RAID 5 and SQL Server

  • Comments posted to this topic are about the item RAID 5 and SQL Server

  • Hi Tony -

    The timing of this article is both funny, and informative. I am literally in the process right now of finishing up the design of a new database for my company. We went with similar hardware to a previously configuration of theirs (Dell PowerEdge R710). I beefed it out to spec on the 6-drive bay version (wasn't bad given that there wasn't suppose to be a budget for this project). I loaded it with 6-146gb drives, RAID 5 with a 12mb cache controller, and 8gb of RAM (wanted to start with 16, but cut it back due to going with only the 6-bay drive config).

    Now - I had not even heard of this kind of venomous talk about RAID 5 and Databases before. My background has been in I.T. for over 20 years, and RAID 5 was always a very popular and steady platform, for the most part. I'm only newly born to SQL Server (since about 2004 as more of an application analyst), and this is my first titled role as a DBA, but I have to tell you - I would not have gone above RAID 5 for many reasons (not the least of which is the trade off of disk space and the cost for it), but to know that there was all this disparity (no pun intended) over the manner in which the controller writes to the disk is nearly laughable if not questionable. I have never heard of such things being that bad in the past, but then again - I wasn't big on Oracle! 😉

    I'll let you know how my first endeavor goes. It's an OLTP system that is being readied for role out next week!

    Best wishes to you, and keep the articles coming!

    Rich Yarger

    St. Louis Park, MN

    SQL Server DBA

  • The write penalty for RAID 5 is painful, there is little argument there. However, unless you're dealing with incredibly high transactions, the write-cache built into most sans these days alleviates a lot of your pressure.

    RAID 5 has become more and more viable as different companies have worked out ways to reduce the parity pain. It's also still popular for reporting systems.

    In general, I'd agree. There's a cost tradeoff for RAID in SANs, and the fact that rarely does a system get a purely dedicated spindleset in a SAN means you're not really working from a hardware optimization standpoint *anyway*.

    However, when you start dealing with huge systems that you do need hardware optimizations, you're looking at a significant cost. Enterprise Disks aren't cheap, no matter if they're *cheaper*. This isn't cheap. A combination of RAID5 for less transient data and RAID 01 (my preference, a striped series of mirrors, it has more stability) for the high volume data (filegroups are your friend...) is workable. I've seen workarounds from multiple RAID5 setups which where then AGAIN RAID5'd (don't ask) to any other number of ways to try to deal with RAID5 issues.

    In the end, it's cost vs. throughput.

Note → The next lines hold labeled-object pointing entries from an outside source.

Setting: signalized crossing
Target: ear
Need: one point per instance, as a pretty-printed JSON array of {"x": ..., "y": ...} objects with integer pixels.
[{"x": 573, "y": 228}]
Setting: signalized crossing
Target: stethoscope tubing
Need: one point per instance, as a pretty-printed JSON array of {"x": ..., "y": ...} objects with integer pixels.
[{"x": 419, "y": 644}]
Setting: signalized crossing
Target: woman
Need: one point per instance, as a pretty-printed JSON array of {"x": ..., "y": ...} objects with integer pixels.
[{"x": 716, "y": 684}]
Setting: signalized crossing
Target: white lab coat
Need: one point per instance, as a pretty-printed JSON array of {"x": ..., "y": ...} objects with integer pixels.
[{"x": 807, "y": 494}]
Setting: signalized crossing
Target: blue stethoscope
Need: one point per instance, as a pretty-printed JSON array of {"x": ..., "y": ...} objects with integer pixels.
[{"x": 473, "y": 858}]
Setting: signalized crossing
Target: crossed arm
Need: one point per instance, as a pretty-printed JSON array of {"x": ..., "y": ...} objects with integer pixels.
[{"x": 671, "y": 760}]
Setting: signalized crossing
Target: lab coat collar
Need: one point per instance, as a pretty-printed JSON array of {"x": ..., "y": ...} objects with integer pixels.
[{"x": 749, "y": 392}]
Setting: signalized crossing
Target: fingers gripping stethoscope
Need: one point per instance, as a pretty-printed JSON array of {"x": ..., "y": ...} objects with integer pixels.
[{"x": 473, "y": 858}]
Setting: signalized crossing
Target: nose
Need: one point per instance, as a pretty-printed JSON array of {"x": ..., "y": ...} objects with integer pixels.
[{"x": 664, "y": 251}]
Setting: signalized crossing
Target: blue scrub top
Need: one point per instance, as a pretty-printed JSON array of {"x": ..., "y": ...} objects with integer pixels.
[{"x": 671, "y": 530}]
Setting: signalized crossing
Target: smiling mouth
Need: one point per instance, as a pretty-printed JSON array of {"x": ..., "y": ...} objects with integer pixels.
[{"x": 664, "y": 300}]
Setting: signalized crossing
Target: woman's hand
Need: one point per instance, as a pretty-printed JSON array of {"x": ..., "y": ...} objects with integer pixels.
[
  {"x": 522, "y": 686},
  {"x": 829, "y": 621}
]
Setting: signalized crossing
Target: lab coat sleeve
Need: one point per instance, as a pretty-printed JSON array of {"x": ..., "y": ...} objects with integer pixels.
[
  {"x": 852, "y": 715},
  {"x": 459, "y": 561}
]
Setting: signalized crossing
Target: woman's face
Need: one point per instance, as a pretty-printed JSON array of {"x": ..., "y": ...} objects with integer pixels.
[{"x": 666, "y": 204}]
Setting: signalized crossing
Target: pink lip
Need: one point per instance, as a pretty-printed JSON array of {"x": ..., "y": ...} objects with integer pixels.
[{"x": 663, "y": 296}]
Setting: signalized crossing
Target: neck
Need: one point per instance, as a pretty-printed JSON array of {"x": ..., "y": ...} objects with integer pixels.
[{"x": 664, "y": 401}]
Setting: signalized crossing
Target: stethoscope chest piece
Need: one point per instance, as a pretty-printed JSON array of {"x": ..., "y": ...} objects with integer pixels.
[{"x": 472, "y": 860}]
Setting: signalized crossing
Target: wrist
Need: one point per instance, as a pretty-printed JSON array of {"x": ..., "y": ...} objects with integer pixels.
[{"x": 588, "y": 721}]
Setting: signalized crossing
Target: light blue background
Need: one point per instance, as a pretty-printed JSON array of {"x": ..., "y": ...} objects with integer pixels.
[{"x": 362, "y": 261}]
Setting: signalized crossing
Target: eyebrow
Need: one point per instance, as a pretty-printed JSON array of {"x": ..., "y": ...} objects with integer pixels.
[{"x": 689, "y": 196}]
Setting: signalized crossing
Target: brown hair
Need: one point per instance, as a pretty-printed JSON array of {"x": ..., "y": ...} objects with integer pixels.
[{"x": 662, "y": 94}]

There is a price for everything. SQL Server is a mid-cost product, and thus, a lot of times we end up with mid-cost solutions for all but the largest endeavours. We've learned to cope.


    - Craig Farrell

    Never stop learning, even if it hurts. Ego bruises are practically mandatory as you learn unless you've never risked enough to make a mistake.

    For better assistance in answering your questions[/url] | Forum Netiquette
    For index/tuning help, follow these directions.[/url] |Tally Tables[/url]

    Twitter: @AnyWayDBA

  • I'm used to using RAID 10 almost always for DB setups. But I think that RAID 5 will gain significance once again when SSD disks begin to be more widely used for DB.

    There are several reasons to prefer RAID 5 in such setups:

    - SSDs are generally fast enough, even on writes, to compensate for the parity

    - SSDs are expensive per GB (currently - around $2/GB for MLC) and having more usable GB is good

    Currently I'm considering how to advice a customer for their new DB server and I'm debating with myself :w00t: whether to advocate for RAID 5 or even 6.

    It will be most interesting for me to see the opinion of the other members on this.

  • I think of the disk design more by raid channels matching purpose and separating loads across them. An oltp system I built for a large indie record label a few years ago had 7 channels:

    Raid 1 - operating system and apps, main swapfile

    Raid 10 - Sql data

    Raid 10 - Sql Index

    Raid 1 - Logging

    Raid 5 - Backups to disk

    - plus 2 for the application data / reports etc both Raid 10

    Also if specific tables in the database get a hammering they can be partitioned out onto other raid channels.

  • Depending on the load, I would add also separate disk/array for the tempdb.

    RAID5 for backups is totally ok, but I think an important question is whether RAID5 is usable for the main DB storage? Perhaps maybe the same question can be asked for the log?!?

    Another question that pops in my head is whether SSDs will change the game and if yes - how? Perhaps their speed will lead to simpler disk designs?

  • I'm going with RAID 5 for Filegroups / .NDF's, and something smaller for the OS and installed instance / .MDF. The .LDF will be on yet another disk that is controlled of the mainboard - probably (most likely some form of EIDE or SATA if available to my spec).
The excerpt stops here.